I mentioned some of the work Justin and I are doing at the top; I can't say exactly why we're thinking about such things as airport and railway station announcement chimes at the moment - nor for which client we're doing so, but I can point you at this fantastic collection of such sounds on YouTube. Charles De Gaulle wins hands down of course, if only for being the sound of a future which never was.

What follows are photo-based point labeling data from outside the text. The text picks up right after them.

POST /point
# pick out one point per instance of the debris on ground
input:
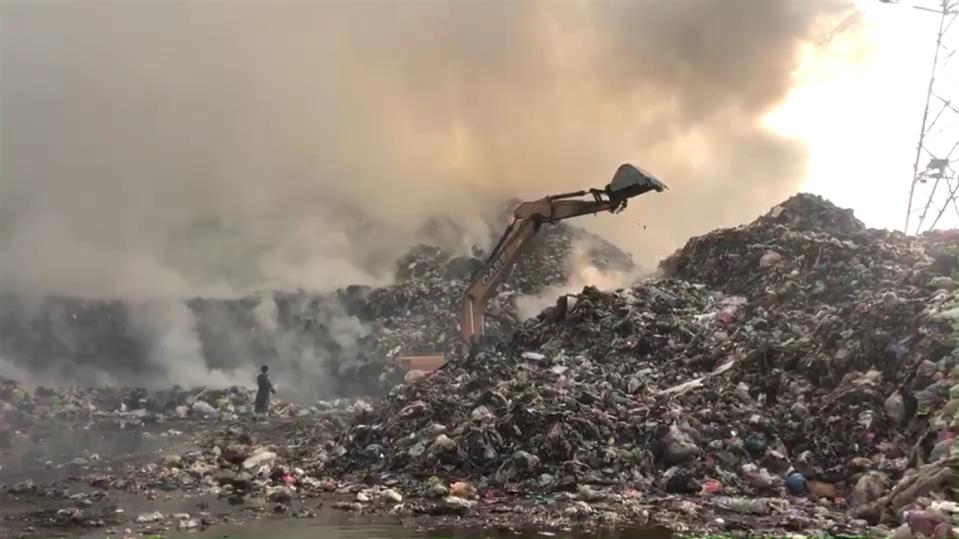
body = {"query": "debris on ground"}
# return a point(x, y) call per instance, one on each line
point(792, 375)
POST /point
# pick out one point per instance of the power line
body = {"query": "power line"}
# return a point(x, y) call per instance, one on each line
point(935, 182)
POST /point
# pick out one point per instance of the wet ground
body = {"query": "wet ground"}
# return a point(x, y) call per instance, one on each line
point(57, 450)
point(333, 524)
point(57, 456)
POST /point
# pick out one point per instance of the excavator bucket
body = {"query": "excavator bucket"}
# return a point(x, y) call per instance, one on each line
point(630, 181)
point(424, 363)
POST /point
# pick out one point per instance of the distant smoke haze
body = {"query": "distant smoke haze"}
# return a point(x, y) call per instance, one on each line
point(156, 151)
point(159, 149)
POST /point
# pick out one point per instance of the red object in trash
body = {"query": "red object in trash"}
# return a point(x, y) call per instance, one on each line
point(711, 486)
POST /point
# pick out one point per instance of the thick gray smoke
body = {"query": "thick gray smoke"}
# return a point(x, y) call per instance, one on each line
point(173, 149)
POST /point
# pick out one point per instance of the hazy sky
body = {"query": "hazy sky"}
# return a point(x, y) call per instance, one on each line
point(859, 110)
point(194, 147)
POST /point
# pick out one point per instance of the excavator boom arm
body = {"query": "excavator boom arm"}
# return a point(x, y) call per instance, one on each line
point(528, 217)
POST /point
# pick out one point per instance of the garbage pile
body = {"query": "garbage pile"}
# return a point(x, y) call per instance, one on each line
point(319, 345)
point(800, 358)
point(136, 406)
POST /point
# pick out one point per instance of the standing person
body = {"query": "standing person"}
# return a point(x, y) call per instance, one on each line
point(264, 389)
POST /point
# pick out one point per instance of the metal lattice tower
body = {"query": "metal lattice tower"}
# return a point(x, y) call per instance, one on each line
point(935, 181)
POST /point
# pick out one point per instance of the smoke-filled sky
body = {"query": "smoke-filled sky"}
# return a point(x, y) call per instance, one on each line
point(173, 148)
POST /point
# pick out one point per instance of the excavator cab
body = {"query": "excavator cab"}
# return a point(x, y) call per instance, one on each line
point(630, 181)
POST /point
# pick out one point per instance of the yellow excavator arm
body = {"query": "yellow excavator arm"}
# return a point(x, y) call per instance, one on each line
point(528, 217)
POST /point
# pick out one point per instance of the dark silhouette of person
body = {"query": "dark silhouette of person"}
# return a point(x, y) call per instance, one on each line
point(264, 389)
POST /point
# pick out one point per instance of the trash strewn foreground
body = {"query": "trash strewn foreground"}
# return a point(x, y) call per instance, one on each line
point(793, 375)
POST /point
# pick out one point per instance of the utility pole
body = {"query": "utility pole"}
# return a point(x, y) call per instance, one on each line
point(934, 179)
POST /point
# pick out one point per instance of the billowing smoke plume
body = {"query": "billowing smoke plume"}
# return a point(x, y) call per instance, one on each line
point(157, 149)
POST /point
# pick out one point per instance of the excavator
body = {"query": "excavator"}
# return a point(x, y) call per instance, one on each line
point(528, 217)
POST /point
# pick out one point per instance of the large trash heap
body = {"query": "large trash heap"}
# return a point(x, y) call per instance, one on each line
point(319, 345)
point(796, 373)
point(800, 356)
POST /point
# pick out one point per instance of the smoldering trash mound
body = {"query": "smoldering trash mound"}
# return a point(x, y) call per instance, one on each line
point(799, 366)
point(319, 345)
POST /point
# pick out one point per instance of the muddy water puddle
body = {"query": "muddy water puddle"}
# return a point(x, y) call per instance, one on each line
point(56, 451)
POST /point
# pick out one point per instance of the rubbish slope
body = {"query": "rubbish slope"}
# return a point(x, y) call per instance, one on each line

Also mentioned over on DS... "Tribes" guru Seth Godin takes a bit of a pop at the record industry. But get this... He sets up a distinction between the impact comms tech has had on music as opposed to the industry, concluding that for the former it's been pretty good. "This is the greatest moment in the history of music if your dream is to distribute as much music as possible to as many people as possible, or if your goal is to make it as easy as possible to become heard as a musician. There’s never been a time like this before. So if your focus is on music, it’s great. If your focus is on the industry part and the limos, the advances, the lawyers, polycarbonate and vinyl, it’s horrible." Well hold on Seth.You're not setting up the distinction you think you are there; rather you're setting up a distinction between two different levels of business. Of course, the advent of digital has positively affected the music itself, not least in the speed of ideas-transmission between learning musicians discussed here last March. Instead though, Seth rather disappointingly goes on about pop stars and their limos, which frankly is as tired as banging on about bankers' private jets.

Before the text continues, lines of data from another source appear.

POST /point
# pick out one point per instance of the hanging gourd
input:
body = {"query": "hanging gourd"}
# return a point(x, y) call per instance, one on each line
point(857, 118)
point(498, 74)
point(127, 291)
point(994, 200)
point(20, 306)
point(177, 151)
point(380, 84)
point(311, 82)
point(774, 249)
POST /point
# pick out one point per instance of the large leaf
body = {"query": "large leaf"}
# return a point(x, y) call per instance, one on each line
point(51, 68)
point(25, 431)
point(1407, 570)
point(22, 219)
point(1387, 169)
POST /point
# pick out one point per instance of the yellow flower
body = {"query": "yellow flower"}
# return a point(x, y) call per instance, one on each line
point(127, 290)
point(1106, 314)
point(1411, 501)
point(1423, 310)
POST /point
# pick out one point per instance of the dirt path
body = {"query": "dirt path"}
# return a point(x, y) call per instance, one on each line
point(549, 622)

Various bits of metal news getting me excited... French Prog-Death specialists Gojira are back in the UK later this month... Mike Patton has scored his first feature film, Crank 2: Hight Voltage and confirmed that the Faith No More reunion IS happening this Summer. Tool are writing a new album, which is heartening, although I'm not sure where James Maynard Keenan is going to find the time given that he seems to be performing live with Puscifer and embarking on a documentary film about the vineyard he owns. And the metal-but-not-really-metal Amplifier will be back this Spring with a double CD, The Octopus, which we await with baited breath - they haven't put a foot wrong on the recording front so far. Oh, and how cool was it to see Meshuggah as the front page featured article on Wikipedia last week?!
Hot on the heels of Charing Cross's Astoria closing, The End - just around the corner and perhaps the West End's finest club back in day - has also, very sadly, closed down.
I love the idea that avant-funk trio Medeski, Martin and Wood run their own Summer camp. A very nice way to spend a week or so, I should think.
Lastly a bit of FX pedal fetishism as Boing Boing (CHECK!!!!!) take a peak at the Electro Harmonix factory. Just how excited can one man get about valves? Very, apparently.